A Robust Intervention Strategy Cuts Course Failure Rates by a Third

A Robust Intervention Strategy Cuts Course Failure Rates by a Third

An Education Week article reports that schools significantly improved absenteeism and course failure rates after two years of intentionally building robust systems to get at-risk students back on track early, according to a new report that analyzes data from more than 50 schools.

These schools saw a 32% drop in course failures and a 28% decrease in chronic absenteeism, according to the report.

In 2023, dozens of schools piloted retooled, relationship-centered strategies to help students as part of a program through the GRAD Partnership, a coalition of 12 organizations that partner with schools to carry out implementation of student-success systems.

With two full years of data, project leaders say the results are “encouraging.” Students from reporting schools are missing fewer days and failing fewer classes. Positive results continue to grow each year, as the schools deepen their work, says Robert Balfanz, the director of the Everyone Graduates Center at the Johns Hopkins University School of Education. Balfanz has worked with schools on connectedness strategies through the GRAD Partnership.

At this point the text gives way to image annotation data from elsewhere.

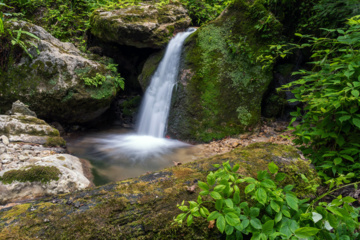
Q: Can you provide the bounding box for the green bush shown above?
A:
[0,166,61,184]
[175,162,360,240]
[282,16,360,178]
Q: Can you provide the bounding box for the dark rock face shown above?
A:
[90,3,191,48]
[164,0,282,141]
[0,143,317,239]
[0,22,118,123]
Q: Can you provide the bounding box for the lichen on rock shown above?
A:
[0,143,318,239]
[90,3,191,48]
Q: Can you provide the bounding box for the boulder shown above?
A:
[0,154,90,204]
[162,0,282,141]
[0,143,319,240]
[90,3,191,48]
[0,21,119,123]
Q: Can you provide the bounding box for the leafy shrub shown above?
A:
[282,16,360,177]
[175,162,360,240]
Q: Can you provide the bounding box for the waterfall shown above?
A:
[137,28,195,138]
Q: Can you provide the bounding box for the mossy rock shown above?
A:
[168,0,282,141]
[0,21,119,123]
[90,2,191,48]
[0,143,318,239]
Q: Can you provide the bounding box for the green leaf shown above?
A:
[206,172,216,186]
[198,181,209,191]
[351,90,359,98]
[255,187,267,205]
[275,173,286,182]
[285,193,299,211]
[207,211,221,221]
[245,183,255,194]
[353,118,360,128]
[295,227,320,238]
[270,200,280,213]
[214,185,226,192]
[250,218,262,229]
[216,215,225,233]
[210,191,222,200]
[262,220,275,235]
[274,212,282,223]
[225,225,234,236]
[225,213,240,226]
[186,214,193,226]
[268,162,279,174]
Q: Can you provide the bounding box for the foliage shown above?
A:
[175,162,360,240]
[180,0,233,25]
[282,16,360,177]
[81,63,124,89]
[0,166,61,184]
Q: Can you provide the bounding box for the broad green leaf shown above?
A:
[270,200,280,213]
[260,179,276,189]
[210,191,222,200]
[225,213,240,226]
[198,181,209,191]
[353,118,360,128]
[268,162,279,174]
[312,212,322,223]
[214,185,226,192]
[275,173,286,182]
[245,183,255,194]
[224,198,234,208]
[207,211,221,221]
[295,227,320,238]
[285,193,299,211]
[216,215,225,233]
[186,214,193,226]
[255,187,267,205]
[250,218,262,229]
[262,220,275,235]
[225,225,234,236]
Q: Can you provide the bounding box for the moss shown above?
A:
[0,143,316,240]
[0,166,61,184]
[169,0,281,141]
[44,137,66,147]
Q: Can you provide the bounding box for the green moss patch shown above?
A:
[0,166,61,184]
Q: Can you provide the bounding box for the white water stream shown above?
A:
[70,29,195,184]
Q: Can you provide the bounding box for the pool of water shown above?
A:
[66,128,196,186]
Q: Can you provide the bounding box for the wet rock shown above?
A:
[90,3,191,48]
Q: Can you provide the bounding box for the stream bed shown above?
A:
[66,127,196,186]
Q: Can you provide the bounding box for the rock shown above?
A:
[0,143,320,240]
[0,136,9,145]
[10,100,37,117]
[0,115,59,144]
[168,0,282,142]
[0,154,90,204]
[90,3,191,48]
[0,21,119,123]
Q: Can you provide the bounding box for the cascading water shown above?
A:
[137,28,195,138]
[90,28,195,163]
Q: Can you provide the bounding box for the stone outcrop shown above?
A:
[0,143,317,239]
[0,101,90,204]
[0,21,119,123]
[158,0,282,141]
[90,3,191,48]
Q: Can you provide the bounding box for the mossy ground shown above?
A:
[0,143,316,239]
[0,166,61,184]
[169,0,281,141]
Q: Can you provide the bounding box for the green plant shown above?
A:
[175,162,359,240]
[281,16,360,178]
[0,166,61,184]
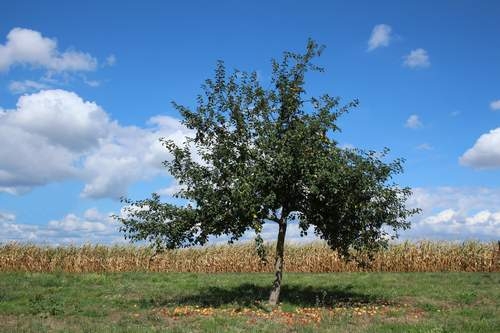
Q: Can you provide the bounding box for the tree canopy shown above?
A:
[118,40,418,304]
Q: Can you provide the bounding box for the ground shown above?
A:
[0,272,500,333]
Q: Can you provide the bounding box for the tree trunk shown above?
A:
[269,215,286,306]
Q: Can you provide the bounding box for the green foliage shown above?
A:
[117,40,418,255]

“We’ve seen schools are able to see benefits in the first year, and then they see added benefits by working on it longer and adding more components,” Balfanz says. “

 “Student-success systems” are the “next generation” of earlier interventions such as multitiered systems of support and early-warning systems, Balfanz says. Data points such as academics and attendance identify at-risk students and target increasingly extensive interventions depending on individual levels of need.

Student-success systems also use information about school climate, social-emotional learning, and students’ sense of connectedness. These data point are measured by recurring surveys that ask if students feel known and supported by adults and classmates.

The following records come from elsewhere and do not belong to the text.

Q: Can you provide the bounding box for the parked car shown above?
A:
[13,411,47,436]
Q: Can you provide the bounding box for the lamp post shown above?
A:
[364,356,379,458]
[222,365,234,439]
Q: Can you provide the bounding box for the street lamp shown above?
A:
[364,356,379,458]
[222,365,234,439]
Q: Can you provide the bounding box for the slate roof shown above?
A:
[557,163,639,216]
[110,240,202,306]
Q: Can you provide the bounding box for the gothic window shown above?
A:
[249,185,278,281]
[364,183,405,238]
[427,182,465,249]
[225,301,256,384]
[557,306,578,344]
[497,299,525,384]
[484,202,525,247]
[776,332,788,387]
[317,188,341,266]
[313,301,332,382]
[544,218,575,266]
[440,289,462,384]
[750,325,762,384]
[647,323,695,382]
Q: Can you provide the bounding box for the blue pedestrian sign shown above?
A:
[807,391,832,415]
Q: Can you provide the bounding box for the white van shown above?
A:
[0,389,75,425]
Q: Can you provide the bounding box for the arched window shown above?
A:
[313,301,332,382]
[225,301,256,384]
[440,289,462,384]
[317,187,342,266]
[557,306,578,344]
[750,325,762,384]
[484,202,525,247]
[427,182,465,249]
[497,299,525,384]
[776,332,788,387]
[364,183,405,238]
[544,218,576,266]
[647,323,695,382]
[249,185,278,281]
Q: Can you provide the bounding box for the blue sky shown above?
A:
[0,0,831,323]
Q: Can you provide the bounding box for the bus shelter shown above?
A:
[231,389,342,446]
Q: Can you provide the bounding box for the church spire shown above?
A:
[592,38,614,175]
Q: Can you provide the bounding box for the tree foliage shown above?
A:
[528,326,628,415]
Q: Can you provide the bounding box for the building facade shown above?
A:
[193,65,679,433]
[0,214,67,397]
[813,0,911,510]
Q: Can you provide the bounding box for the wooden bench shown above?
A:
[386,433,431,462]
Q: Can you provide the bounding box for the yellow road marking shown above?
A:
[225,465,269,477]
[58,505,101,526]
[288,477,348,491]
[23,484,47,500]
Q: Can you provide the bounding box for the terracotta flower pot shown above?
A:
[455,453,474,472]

Student-support teams review the data to flag concerns and to identify students who need targeted attention.

In addition to traditional methods such as academic tutoring, student-success teams may use new approaches to build school connectedness. These include encouraging at-risk students to become involved in extracurricular activities or partnering students with peers who share similar interests.

Research suggests students have better results in school if they believe that there is an adult who cares about them, their work has value, and they feel welcome.

Participating schools are seeing the benefits of this intervention, according to the report.

Schools, on average, experienced a two-year decline in chronic absenteeism of 8 percentage points (a 28% decline) for grades in which they implemented student-success systems with GRAD Partnership support.

In the schools’ middle and high school grades, the chronic absenteeism rate declined, on average, from 34% to 30%, according to the report.

These improvements show the benefits of streamlining student-support teams, Balfanz says. Many schools use a mix of different teams to monitor various aspects of students’ performance and behavior — attendance-monitoring teams, mental health teams and academics teams, he says. This makes it hard to catch patterns of behavior that might warrant an intervention, before problems become larger, he says.

“This is making the case that if you bring all of these little teams together into one big student-success team, you could probably get more done,” he says.